Une grosse bosse et nous disons au revoir au mont Ngauruhoe que nous ne verrons plus avant samedi. De là, un panneau nous indique que la hut (le gîte) se trouvent là-bas, à deux heures de marche. Nous avons traîné. Certain visage commence doucement à se crisper. Et ce satané désert qui s'étend au fur et à mesure que nous progressons.

Une heure plus tard, nouvelle halte. Du bout de roche où nous sommes assis, nous apercevons une gigantesque crevasse qui déchire le plateau. On imagine le pire. Redescendre, encore, tout en bas, pour remonter, une fois de plus, tout en haut. Ça sent le soufre, littéralement. Un nouveau panneau. Il y est inscrit "Extreme lahar risk next 400 M". La suite raconte pour résumer que surtout, il ne faut pas s'arrêter dans la zone et qu'il ne faut pas si engager si l'on entend un bruit sourd!? Certain visage sont encore un peu plus crispé.

On avance. Nous apercevons désormais un pont de liane (en acier je vous rassure, il n'y a pas de liane dans le désert) qui enjambe de façon spectaculaire une espèce de canyon grandiose. Nono fonce, pas le choix, pas le droit de s'arrêter. Sophie, attend. "One person only"est-il précisé. Le pont tangue, ballotte, secoue. On sert les dents et ça passe sans soucis. Le temps de sortir l'appareil photo et Sophie, dans un acte de bravoure suffisamment conséquent pour être souligné, s'élance, grimace, fixe le bout du tunnel et finalement, franchi à son tour le gouffre démoniaque.

De l'autre côté, nous nous accordons quelques instants de répit et le droit d'observer cette ancienne vallée glacière aux falaises écorchées par la glace, modelées par la lave et les coulées de boue. Le Ruapehu est là, devant, massif dans sa cape blanche, il trône. Nous nous sentons si petit, si vulnérable face à lui, presque effrayés dans ce lieu si hostile. Alors, pour nous rassurer, c'est à ce moment que le bon roi décide de coiffer son auréole multicolore, honneur immense et gage suprême de sa mansuétude.

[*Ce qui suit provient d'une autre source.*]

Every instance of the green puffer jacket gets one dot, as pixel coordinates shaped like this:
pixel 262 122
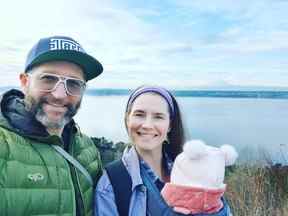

Époustouflés par l'indéfinissable beauté de l'instant, et dans la suffocante odeur de soufre qui embaume le lieu, nous repartons humblement, sûr à présent de la bonne humeur du titan.

Il nous faudra encore une bonne heure avant de rejoindre la hut. Une heure d'une relative et silencieuse douleur. Une heure avant de s'abriter pour la nuit. Toilette intime en plein air, feu dans le robuste poêle en fonte grise, douceur ultime qui sublime l'être après l'effort, sentiment puissant de bien-être et d'évasion, expérience de la solitude. Nous dévorons une gamelle de pâte et quelques précieux carrés de chocolats avant de nous glisser dans nos sacs de couchage. Là, au milieu de nulle part, nous nous endormons. Et le ciel se met à pleuvoir.